If there’s a bright side to this, Memphis’ local government runs much better now. No corruption at all.
But Syria? Yeah, they’re still fucked.
Day
Jimmy’s a really annoying guy.
How annoying?
Well, he calls Thanksgiving “Turkey Day.”
And calls birthdays “Cake Days.”
And Easter ends up “Bunny Day.”
“Shouldn’t that be Candy Day or Basket Day?” I ask him.
“No, because people confuse that with Halloween.”
Which he doesn’t call “Candy Day” or “Basket Day.”
He calls Halloween “Pumpkin Day.”
When his mother died, I asked him if he called it “Casket Day.”
He looked me in absolute horror. “Oh my God no! How could you say such a thing?”
“I’m sorry for being so insensitive,” I said. “I guess you had her cremated.”
Not A Prophet
The press says that God talks to Jimmy, but that’s nonsense.
Jimmy can hear God talking, but he’s only overhearing what God is saying.
According to Jimmy, it’s a constant stream of mathematics. At first, Jimmy tried to copy it down, but he didn’t know mathematical notation.
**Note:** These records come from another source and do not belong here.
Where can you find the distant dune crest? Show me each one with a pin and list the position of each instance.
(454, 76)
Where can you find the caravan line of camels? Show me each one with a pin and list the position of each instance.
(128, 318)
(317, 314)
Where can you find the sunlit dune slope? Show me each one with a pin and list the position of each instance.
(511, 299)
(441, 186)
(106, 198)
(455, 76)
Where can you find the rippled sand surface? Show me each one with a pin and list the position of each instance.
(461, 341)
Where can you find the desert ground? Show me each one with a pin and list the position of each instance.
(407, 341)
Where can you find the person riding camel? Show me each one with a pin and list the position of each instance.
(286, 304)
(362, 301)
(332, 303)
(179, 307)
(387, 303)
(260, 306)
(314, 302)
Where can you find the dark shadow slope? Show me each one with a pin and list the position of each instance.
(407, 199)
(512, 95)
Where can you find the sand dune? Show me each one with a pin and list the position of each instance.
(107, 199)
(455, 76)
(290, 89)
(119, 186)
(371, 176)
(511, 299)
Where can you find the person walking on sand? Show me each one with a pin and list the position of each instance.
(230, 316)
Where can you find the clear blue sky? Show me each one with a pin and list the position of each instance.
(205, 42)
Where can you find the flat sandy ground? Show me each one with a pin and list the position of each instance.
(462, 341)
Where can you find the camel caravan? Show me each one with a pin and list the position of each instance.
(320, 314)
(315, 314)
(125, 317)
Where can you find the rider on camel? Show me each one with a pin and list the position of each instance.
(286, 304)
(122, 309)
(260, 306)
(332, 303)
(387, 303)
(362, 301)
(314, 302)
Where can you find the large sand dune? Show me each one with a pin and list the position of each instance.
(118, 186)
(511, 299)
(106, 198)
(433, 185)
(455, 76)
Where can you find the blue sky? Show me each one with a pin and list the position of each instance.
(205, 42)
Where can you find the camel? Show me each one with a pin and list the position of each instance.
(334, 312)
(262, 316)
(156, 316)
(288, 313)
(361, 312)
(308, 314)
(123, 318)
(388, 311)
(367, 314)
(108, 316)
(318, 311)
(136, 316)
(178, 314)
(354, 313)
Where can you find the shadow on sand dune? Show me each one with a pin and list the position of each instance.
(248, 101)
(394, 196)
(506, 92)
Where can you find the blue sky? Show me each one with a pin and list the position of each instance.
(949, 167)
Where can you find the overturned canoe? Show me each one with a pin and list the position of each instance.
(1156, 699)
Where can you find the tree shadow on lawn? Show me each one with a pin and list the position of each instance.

Until the researchers taught him how.
Formula after formula, solution after solution. His notebooks contain tangled nightmares that Bertrand Russell and Einstein couldn’t have comprehended.
I watch him write, then erase what he wrote, write again.
Jimmy laughed. “God stutters.”
The lightning was quick; a charred desk and ashes were all that remained.
The Judges Demand
The fear holds me tight.
The judge demands an answer, but I have none.
I take the Swiss Army Tool from my pocket, flick out the sharpest blade, and draw it cross my left palm.
It doesn’t take long for enough blood to well up, and I quickly draw a circle around my feet.
“O Great Ancestors!” I shout. “Guide me through this moment of peril!”
The dust begins to swirl… the lights grow dark… a rumbling from the skies…
“DISQUALIFIED!” shouts the judge.
The dust settles, the lights come back up.
“Next contestant: Zymurgy.”
And they spell it right.
The great heaving gust
I like to flavor my iced tea with freshly-squeezed lemon.
Usually, I squeeze the lemons with a tool that catches the seeds, but sometimes I’m in a rush and squeeze them by hand, dropping the seeds into my tea.
This usually isn’t a problem. But when I drink my tea with a straw, sometimes the seeds get caught in the straw, and I have to work them out from the straw with a series of squeezes.
Or, with a great gust of breath, I can shoot the seed across the room and out the sliding glass door to the patio.